Another question

So I wasn't really sure how to do this one, but it seems like since

I = mr^2 and the area = pi(r)^2, then the mass would be .005(pi)(r)^2 since the density is 5g/cm^2.

So I = mr^2 = 5pi(r)^2 = 5pi(r)^4

So then the derivative would be dI/dr = 20pi(r)^3

and @ r = 35cm, it'd be a change in inertia of about 2693916 (g*cm^2) per cm change in radius.

then since it changes .7cm/min, .7 cm change in radius *(263916 g*cm^2) per cm change in radius) =~ 1885741 g*cm^2 change in inertia per minute

or 31429 g*cm^2 change in inertia per second.

Is that how you do this problem?
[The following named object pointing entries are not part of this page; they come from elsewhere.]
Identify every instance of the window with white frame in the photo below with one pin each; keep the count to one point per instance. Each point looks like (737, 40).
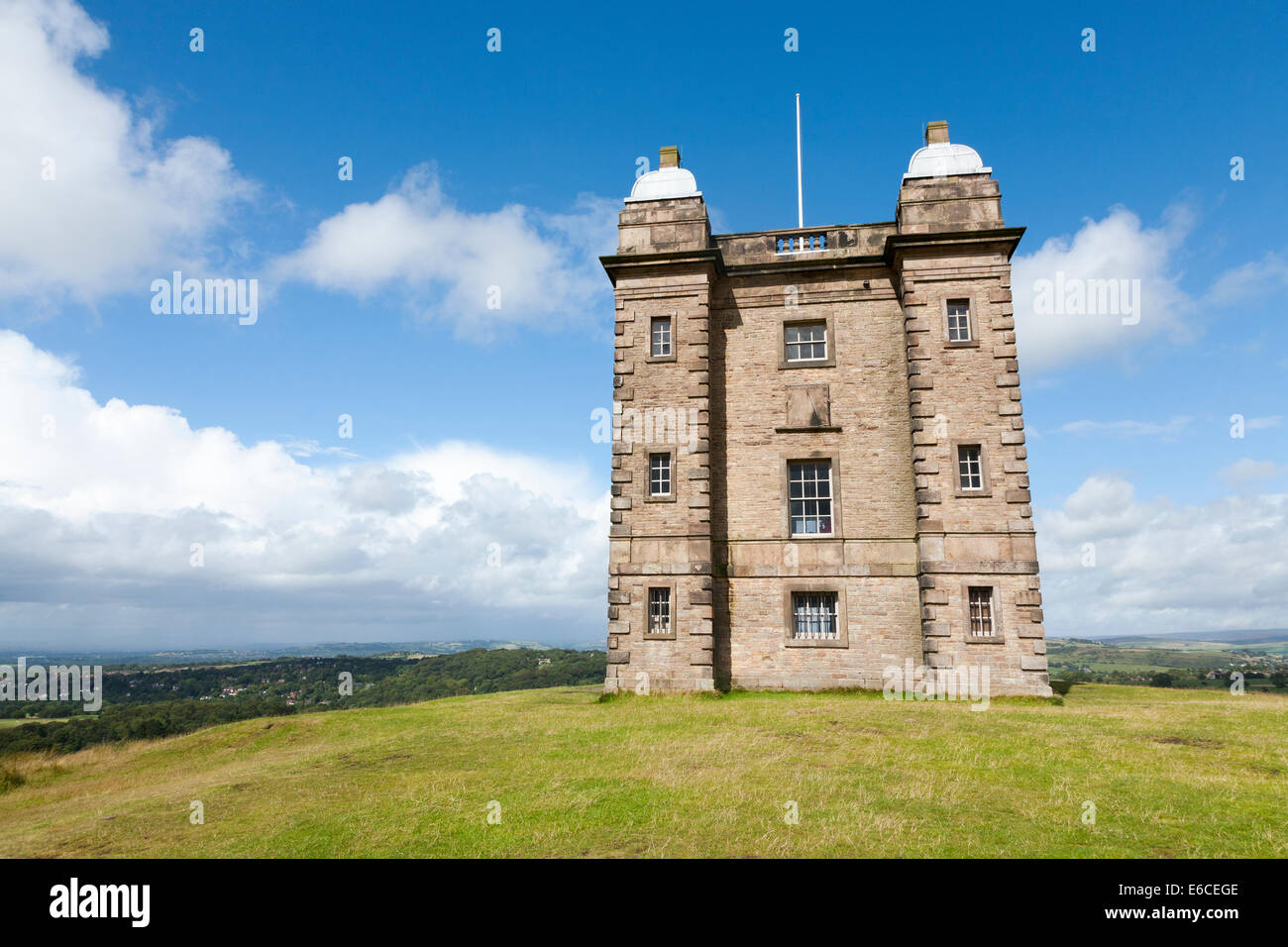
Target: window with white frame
(805, 342)
(661, 337)
(958, 320)
(660, 474)
(970, 467)
(982, 612)
(809, 497)
(660, 611)
(814, 616)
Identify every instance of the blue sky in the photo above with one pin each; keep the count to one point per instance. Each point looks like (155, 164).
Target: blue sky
(531, 149)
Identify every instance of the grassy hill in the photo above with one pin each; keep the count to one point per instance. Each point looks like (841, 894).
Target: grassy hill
(1172, 774)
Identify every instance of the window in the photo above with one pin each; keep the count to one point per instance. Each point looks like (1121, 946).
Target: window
(661, 337)
(660, 474)
(970, 467)
(805, 342)
(814, 616)
(809, 497)
(660, 611)
(958, 320)
(982, 612)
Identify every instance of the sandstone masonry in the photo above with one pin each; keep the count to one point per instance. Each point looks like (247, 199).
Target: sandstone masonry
(752, 373)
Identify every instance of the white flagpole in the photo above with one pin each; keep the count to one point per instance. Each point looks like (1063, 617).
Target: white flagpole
(800, 195)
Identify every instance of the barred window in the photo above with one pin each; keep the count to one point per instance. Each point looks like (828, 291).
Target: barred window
(982, 612)
(661, 337)
(809, 495)
(660, 474)
(806, 343)
(970, 471)
(814, 615)
(660, 611)
(958, 320)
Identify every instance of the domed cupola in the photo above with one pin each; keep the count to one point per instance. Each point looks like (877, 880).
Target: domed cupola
(668, 182)
(940, 158)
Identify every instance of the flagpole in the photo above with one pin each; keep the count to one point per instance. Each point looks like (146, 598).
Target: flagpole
(800, 193)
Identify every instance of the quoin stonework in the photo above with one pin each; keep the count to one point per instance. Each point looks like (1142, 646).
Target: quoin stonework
(853, 489)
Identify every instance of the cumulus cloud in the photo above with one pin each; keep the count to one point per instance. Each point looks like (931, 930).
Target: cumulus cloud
(1160, 566)
(1166, 431)
(1117, 248)
(478, 269)
(93, 201)
(101, 506)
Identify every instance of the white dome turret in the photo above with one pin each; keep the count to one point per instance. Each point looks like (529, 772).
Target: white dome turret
(940, 158)
(668, 182)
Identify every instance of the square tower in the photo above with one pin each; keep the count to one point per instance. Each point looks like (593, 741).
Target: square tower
(819, 472)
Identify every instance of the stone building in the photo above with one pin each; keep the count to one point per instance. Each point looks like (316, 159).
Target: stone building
(819, 470)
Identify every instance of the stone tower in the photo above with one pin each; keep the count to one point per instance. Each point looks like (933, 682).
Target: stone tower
(819, 471)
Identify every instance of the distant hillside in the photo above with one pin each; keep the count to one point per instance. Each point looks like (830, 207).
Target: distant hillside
(151, 702)
(746, 775)
(1267, 635)
(270, 651)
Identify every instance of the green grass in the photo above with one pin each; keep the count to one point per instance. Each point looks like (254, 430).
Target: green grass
(21, 720)
(1172, 774)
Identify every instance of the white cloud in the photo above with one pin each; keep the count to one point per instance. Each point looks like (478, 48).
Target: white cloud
(101, 502)
(123, 208)
(1162, 566)
(1253, 279)
(452, 263)
(1115, 248)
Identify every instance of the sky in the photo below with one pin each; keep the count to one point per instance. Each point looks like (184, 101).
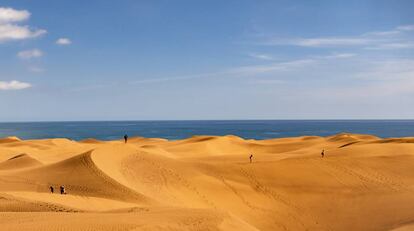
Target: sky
(70, 60)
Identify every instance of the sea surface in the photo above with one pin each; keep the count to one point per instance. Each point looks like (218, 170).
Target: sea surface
(173, 130)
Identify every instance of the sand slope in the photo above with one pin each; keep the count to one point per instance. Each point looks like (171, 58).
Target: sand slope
(207, 183)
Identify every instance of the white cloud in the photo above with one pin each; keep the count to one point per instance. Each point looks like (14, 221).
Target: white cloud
(390, 39)
(339, 56)
(261, 56)
(324, 42)
(279, 66)
(11, 15)
(10, 31)
(406, 27)
(29, 54)
(14, 85)
(36, 69)
(63, 41)
(389, 46)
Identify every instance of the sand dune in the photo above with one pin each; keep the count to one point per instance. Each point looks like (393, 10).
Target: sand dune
(207, 183)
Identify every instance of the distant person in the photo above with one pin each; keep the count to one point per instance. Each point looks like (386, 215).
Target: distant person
(126, 138)
(62, 189)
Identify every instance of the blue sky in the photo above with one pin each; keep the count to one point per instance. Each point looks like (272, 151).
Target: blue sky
(151, 60)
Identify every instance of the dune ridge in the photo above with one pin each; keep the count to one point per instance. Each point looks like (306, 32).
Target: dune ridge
(207, 183)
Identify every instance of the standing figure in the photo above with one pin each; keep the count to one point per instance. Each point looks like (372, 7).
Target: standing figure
(62, 189)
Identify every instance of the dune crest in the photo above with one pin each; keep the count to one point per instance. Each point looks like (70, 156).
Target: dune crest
(208, 183)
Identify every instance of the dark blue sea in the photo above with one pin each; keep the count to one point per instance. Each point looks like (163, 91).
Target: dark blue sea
(173, 130)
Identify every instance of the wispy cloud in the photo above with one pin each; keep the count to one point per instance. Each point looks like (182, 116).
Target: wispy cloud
(36, 69)
(63, 41)
(29, 54)
(406, 27)
(278, 66)
(14, 85)
(11, 15)
(391, 39)
(261, 56)
(10, 30)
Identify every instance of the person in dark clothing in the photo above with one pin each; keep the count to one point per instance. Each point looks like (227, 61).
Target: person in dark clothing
(62, 189)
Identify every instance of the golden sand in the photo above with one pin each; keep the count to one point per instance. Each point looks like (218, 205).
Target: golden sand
(207, 183)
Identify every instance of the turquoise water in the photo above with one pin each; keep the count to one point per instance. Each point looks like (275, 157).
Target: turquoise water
(255, 129)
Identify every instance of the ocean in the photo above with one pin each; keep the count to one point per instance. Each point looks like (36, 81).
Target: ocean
(173, 130)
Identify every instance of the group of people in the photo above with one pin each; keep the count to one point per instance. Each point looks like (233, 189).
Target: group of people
(62, 189)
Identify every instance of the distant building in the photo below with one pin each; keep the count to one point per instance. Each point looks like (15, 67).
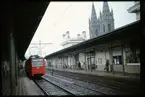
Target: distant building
(135, 9)
(103, 24)
(67, 41)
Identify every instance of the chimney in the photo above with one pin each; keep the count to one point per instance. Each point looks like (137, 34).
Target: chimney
(67, 35)
(64, 36)
(84, 34)
(78, 35)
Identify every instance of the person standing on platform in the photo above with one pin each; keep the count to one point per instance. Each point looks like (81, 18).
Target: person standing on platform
(107, 66)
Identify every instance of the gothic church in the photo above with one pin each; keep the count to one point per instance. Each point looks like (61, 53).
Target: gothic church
(103, 24)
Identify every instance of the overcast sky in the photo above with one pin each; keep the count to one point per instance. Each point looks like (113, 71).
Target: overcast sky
(73, 17)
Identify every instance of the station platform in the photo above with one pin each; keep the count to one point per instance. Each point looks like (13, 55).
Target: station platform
(26, 86)
(103, 73)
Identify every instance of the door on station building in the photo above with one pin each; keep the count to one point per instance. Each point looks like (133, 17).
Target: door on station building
(89, 63)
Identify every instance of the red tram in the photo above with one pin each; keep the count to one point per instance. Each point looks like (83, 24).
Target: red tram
(35, 67)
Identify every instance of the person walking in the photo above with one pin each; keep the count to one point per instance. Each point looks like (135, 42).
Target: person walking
(107, 66)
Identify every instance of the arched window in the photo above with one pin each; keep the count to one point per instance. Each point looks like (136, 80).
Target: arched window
(104, 28)
(96, 32)
(109, 27)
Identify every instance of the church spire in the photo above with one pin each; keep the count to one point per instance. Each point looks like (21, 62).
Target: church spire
(93, 14)
(105, 7)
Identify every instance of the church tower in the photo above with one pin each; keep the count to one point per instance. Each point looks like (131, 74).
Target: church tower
(93, 23)
(102, 25)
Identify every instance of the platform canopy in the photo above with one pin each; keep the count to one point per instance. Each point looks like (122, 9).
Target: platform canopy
(124, 32)
(22, 19)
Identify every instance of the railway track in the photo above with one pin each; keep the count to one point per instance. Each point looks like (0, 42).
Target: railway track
(108, 86)
(50, 88)
(80, 86)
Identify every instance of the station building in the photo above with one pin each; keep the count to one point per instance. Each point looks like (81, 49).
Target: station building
(120, 46)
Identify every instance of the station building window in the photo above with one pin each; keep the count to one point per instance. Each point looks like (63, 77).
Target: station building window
(100, 60)
(117, 60)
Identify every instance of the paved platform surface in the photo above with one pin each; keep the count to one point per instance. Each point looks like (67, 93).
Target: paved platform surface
(103, 73)
(26, 86)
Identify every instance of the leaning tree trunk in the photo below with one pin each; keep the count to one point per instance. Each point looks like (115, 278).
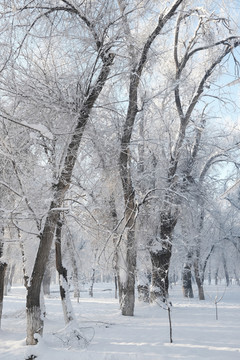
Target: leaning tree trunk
(63, 280)
(160, 258)
(199, 280)
(33, 309)
(127, 262)
(187, 281)
(160, 266)
(3, 267)
(128, 242)
(33, 306)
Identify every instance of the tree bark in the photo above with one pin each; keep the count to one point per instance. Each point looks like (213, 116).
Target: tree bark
(199, 280)
(63, 279)
(160, 258)
(34, 320)
(187, 281)
(3, 267)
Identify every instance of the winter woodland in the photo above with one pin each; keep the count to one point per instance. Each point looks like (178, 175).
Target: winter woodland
(119, 145)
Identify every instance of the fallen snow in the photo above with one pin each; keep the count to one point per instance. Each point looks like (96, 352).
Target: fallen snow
(196, 333)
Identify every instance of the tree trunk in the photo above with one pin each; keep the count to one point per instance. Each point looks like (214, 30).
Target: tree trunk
(3, 267)
(63, 280)
(47, 280)
(127, 275)
(33, 308)
(34, 320)
(225, 270)
(72, 252)
(160, 259)
(92, 282)
(199, 281)
(187, 281)
(160, 266)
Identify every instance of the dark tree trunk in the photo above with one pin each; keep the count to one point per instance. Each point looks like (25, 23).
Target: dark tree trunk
(47, 280)
(127, 281)
(63, 279)
(143, 293)
(160, 266)
(34, 319)
(187, 281)
(199, 280)
(225, 270)
(161, 259)
(33, 308)
(3, 267)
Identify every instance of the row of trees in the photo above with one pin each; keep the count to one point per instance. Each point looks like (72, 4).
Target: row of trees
(109, 137)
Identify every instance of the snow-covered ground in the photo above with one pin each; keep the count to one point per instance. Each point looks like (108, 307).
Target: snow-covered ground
(196, 332)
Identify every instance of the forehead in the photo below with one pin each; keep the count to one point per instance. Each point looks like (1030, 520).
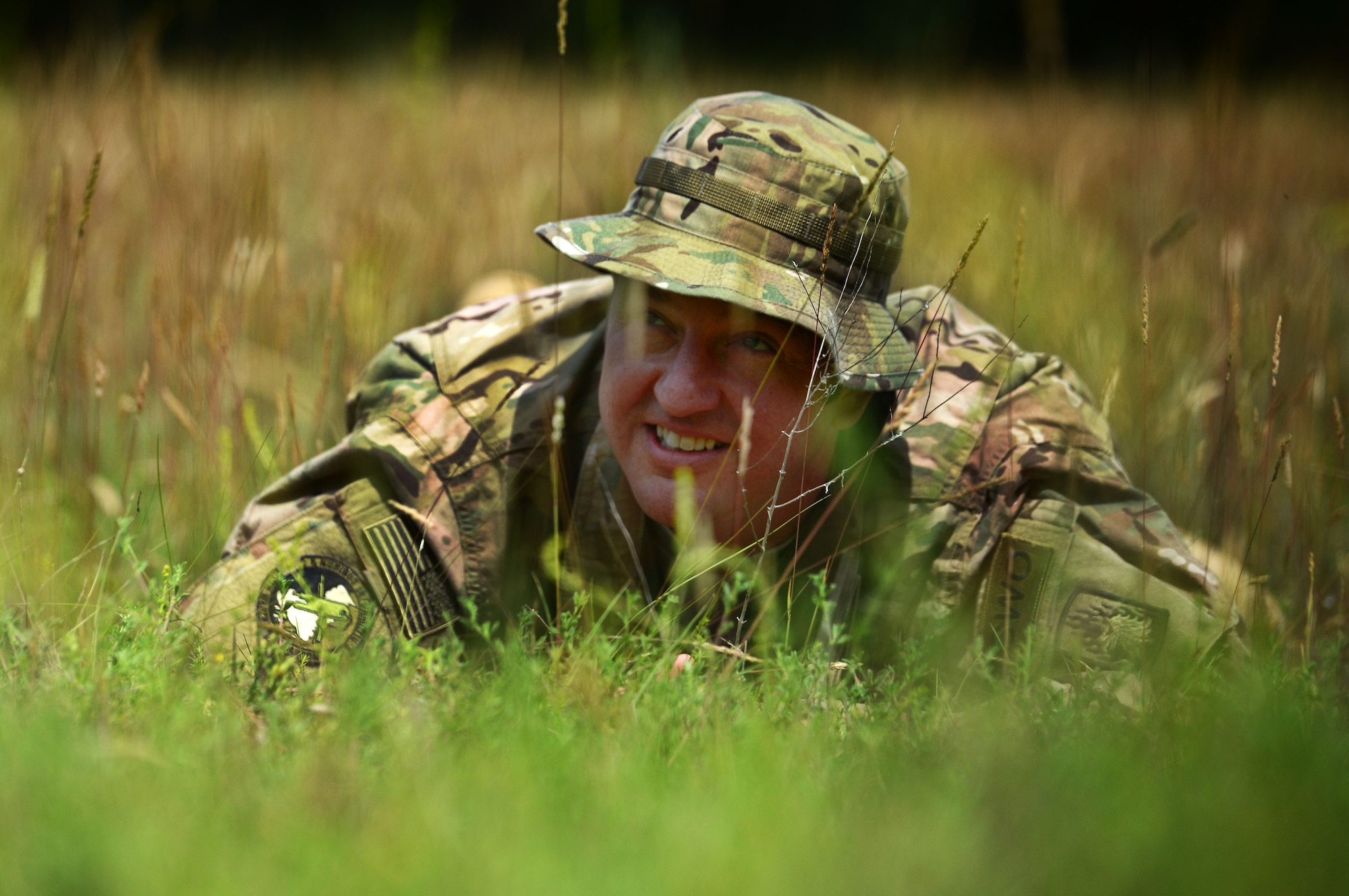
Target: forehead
(714, 311)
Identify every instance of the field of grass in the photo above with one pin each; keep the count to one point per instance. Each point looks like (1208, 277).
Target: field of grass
(188, 331)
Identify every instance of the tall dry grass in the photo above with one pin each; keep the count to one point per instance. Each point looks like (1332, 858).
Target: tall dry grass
(256, 237)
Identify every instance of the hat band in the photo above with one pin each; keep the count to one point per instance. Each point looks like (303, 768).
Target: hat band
(883, 246)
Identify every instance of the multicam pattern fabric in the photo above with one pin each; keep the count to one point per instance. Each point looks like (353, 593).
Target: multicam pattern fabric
(788, 153)
(988, 498)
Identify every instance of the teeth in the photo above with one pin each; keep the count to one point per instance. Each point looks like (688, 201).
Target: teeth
(685, 443)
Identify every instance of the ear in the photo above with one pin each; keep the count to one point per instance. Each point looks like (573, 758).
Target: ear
(845, 408)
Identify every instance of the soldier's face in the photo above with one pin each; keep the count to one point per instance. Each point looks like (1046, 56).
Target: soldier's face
(678, 374)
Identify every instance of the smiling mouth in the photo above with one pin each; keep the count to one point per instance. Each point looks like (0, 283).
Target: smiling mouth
(686, 443)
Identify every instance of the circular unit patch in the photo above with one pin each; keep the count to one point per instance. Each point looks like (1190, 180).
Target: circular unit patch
(322, 606)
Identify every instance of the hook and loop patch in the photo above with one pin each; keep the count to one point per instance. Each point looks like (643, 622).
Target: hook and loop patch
(318, 607)
(418, 587)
I could have totally made that up, but I wasn't really sure.

Very good.

Just to check the symbolic calculation would be

mass = rho * A = rho * pi r^2, where rho stands for density.

Thus

I = m r^2 = rho * pi r^4

and

dI/dr = 4 pi rho r^3.

By the chain rule, dI/dt = dI/dr * dr/dt = 4 pi rho r^3 * dr/dt.

dr/dt is .7 cm/min, r = 35 cm and rho = 5 g/cm^2. Substituting we get the same result you obtained, in g cm^2 / minute.

Converting to g cm^2 / s is very easy, and your result holds up completely.

Nice work.